L’alternative qu’il nous propose – mort rapide avec la malaria ou mort lente avec la famine – ne nous laisse pas beaucoup d’espoir. Toutefois, son extrême « charité » le pousse à préférer la malaria. Notons en passant que certaines autorités ont partagé cette « charité » et ont décidé d’interdire le DDT, ce qui fait que plusieurs millions d’hommes meurent chaque année, selon la préférence de Huxley, rapidement de malaria. Huxley apparaît ainsi soucieux du triste sort de ces populations nombreuses et Russell semble, lui aussi, compatir pour celles-ci dans Science, Puissance, Violence : « Il est trois moyens de stabiliser une communauté quant à sa population. Le premier est la limitation des naissances ; le second, l’infanticide ou les guerres véritablement meurtrières ; le troisième, la misère générale [...]. [...] De ces trois méthodes, seule la limitation des naissances ne recourt pas à une extrême cruauté et n’est pas cause de malheur pour la majorité des humains. » Et il affirme plus loin que si l’on n’applique pas la première méthode, on devra subir les deux suivantes.
Bref, si l’on veut éviter que les famines, les guerres et les épidémies réduisent le nombre de gens sur la planète, il faut absolument que l’on réduise le nombre de gens sur la planète... mais de façon « humaine », c’est-à-dire par le contrôle des naissances. Toutefois, certaines circonstances font que les autres méthodes sont, pour Russell, justifiées.
Dans Prospects of Industrial Civilization (Perspectives de la civilisation industrielle, 1923), il admet que « les races moins prolifiques devront se défendre contre les plus prolifiques par des méthodes qui sont répugnantes même si elles sont nécessaires ».
En fait, cette volonté de réduire la population afin d’alléger les souffrances humaines cache une autre préoccupation, bien plus sincère, comme Russell l’exprime dans son Icare : « D’ici peu, la population pourra véritablement diminuer.

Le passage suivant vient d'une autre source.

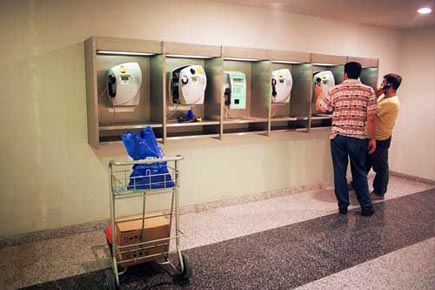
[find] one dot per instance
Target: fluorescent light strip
(188, 56)
(327, 64)
(287, 62)
(242, 59)
(424, 10)
(115, 52)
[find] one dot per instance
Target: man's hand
(372, 145)
(379, 91)
(318, 89)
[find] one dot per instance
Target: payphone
(187, 85)
(235, 89)
(123, 84)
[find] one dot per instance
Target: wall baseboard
(101, 225)
(412, 177)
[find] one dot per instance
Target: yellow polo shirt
(388, 109)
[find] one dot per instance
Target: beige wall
(50, 177)
(413, 147)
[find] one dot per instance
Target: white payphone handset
(235, 89)
(123, 84)
(325, 79)
(282, 83)
(187, 85)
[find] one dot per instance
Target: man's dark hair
(394, 79)
(353, 69)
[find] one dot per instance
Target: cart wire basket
(143, 179)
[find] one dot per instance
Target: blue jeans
(379, 162)
(342, 149)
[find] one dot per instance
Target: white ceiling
(395, 14)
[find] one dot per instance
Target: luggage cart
(142, 187)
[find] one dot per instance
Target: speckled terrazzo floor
(283, 242)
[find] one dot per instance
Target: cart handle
(146, 161)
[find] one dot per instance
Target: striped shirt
(351, 103)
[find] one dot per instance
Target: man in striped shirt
(353, 107)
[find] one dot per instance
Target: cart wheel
(183, 277)
(110, 281)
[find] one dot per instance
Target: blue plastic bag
(146, 176)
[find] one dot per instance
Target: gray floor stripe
(293, 255)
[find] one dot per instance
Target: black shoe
(367, 211)
(342, 210)
(375, 196)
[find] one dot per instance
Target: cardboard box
(130, 233)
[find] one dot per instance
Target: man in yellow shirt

Cela se produit déjà dans les sections les plus intelligentes des nations les plus intelligentes ; [...]. D’ici peu, le contrôle des naissances pourra devenir presque universel parmi les races blanches ; cela ne détériorera pas leur qualité mais seulement leur nombre, au moment où les races non civilisées seront encore prolifiques et préservées d’un taux de mortalité élevé par la science blanche. »
Voilà ce qui leur fait peur : « Les races non civilisées prolifiques. » La croissance démographique n’est pas vue comme une source de souffrances pour les populations surpeuplées mais plutôt comme une menace pour « les races blanches ».